The conformations of the structures were assigned based on significant differences in the bond angles and not the bond lengths. Bond angles of S—C—S and N—C—S differ significantly for both cis-trans and trans-cis conformations. [Mattes & Weber, 1980]
The bond angles, S8—C9—S12 [115.66 (8)°] and N10—C9—S8 [119.05 (11)°] are agreeable with cis-trans S-methyldithiocarbazate [116.2 (1)° and 119.3 (1)°; Lanfredi et al., 1977] but was significantly different from trans-cis S-methyldithiocarbazate [125.5 (3)° and 113.6 (3)°; Mattes & Weber, 1980] and trans-cis S-benzyldithiocarbazate [125.5 (2)° and 113.5 (2)°; Shanmuga Sundara Raj et al., 2000]

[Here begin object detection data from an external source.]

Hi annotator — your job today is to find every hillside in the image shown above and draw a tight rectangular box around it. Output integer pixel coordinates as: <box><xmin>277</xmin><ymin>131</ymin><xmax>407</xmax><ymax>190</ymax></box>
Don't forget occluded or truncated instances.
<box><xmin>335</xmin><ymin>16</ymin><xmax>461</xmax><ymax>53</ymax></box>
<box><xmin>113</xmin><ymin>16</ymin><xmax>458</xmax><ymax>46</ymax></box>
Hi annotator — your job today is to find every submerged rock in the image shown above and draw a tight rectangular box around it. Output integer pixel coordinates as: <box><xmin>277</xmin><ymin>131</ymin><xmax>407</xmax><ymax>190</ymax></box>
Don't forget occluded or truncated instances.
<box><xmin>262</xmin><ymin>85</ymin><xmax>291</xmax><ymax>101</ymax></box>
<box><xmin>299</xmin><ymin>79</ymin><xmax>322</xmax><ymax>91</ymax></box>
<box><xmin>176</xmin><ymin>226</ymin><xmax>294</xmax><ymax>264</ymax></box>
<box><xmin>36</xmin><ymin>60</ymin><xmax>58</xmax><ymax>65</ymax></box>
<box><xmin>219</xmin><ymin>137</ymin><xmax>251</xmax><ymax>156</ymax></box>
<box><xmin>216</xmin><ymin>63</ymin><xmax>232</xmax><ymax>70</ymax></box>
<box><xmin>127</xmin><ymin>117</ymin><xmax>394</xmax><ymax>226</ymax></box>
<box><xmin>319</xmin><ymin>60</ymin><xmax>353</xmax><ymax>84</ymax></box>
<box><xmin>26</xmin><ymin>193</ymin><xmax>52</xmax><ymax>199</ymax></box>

The significance of the bond angles is related to the existence of intramolecular hydrogen bonds in both cis-trans and trans-cis conformers. N—H···N hydrogen bonds only exists in cis-trans conformer while the trans-cis conformer have N—H···S hydrogen bonds. [Lanfredi et al., 1977, Mattes & Weber, 1980 & Shanmuga Sundara Raj et al., 2000]. The type of hydrogen bonding and the bond angles help differentiate between the types of conformation. Therefore, the title compound is confirmed as cis-trans S-quinolin-2ylmethyldithiocarbazate.
The crystal structure consists of layers of aromatic residues lying parallel to the bc plane at a=0.5. [Fig. 2.] The dithiocarbazate moieties protrude above and below this plane. Pairs of quinoline rings lie parallel and overlapping with each other (mean separation of 3.4 Å). This exhibits the characteristic of a π-π interaction between the rings. [Fig. 3.]

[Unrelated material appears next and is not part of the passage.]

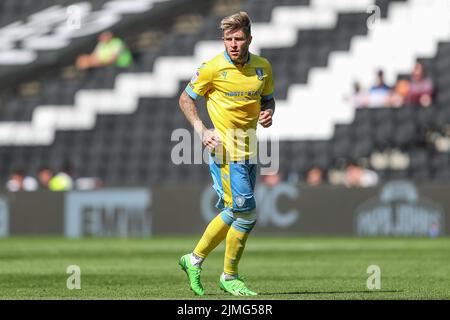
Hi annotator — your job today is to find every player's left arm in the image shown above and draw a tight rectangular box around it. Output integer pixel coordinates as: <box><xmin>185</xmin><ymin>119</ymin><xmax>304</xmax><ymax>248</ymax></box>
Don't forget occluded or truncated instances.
<box><xmin>258</xmin><ymin>61</ymin><xmax>275</xmax><ymax>128</ymax></box>
<box><xmin>258</xmin><ymin>98</ymin><xmax>275</xmax><ymax>128</ymax></box>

There is an intramolecular hydrogen bond N10—H1···N6 [2.778 (2)°] is slightly shorter than in cis-trans S-methyldithiocarbazate. [2.968 (4)°; Lanfredi et al., 1977], which stabillizes the conformation of the molecule. [Fig. 1.]
The N11—H3···S8 contacts could be considered as a weak intermolecular hydrogen bond because the distance of H3···S8 is 2.832 (1)°, is smaller than the total radii of H(1.20) and S(1.80), which is 3.0° [Fig. 2].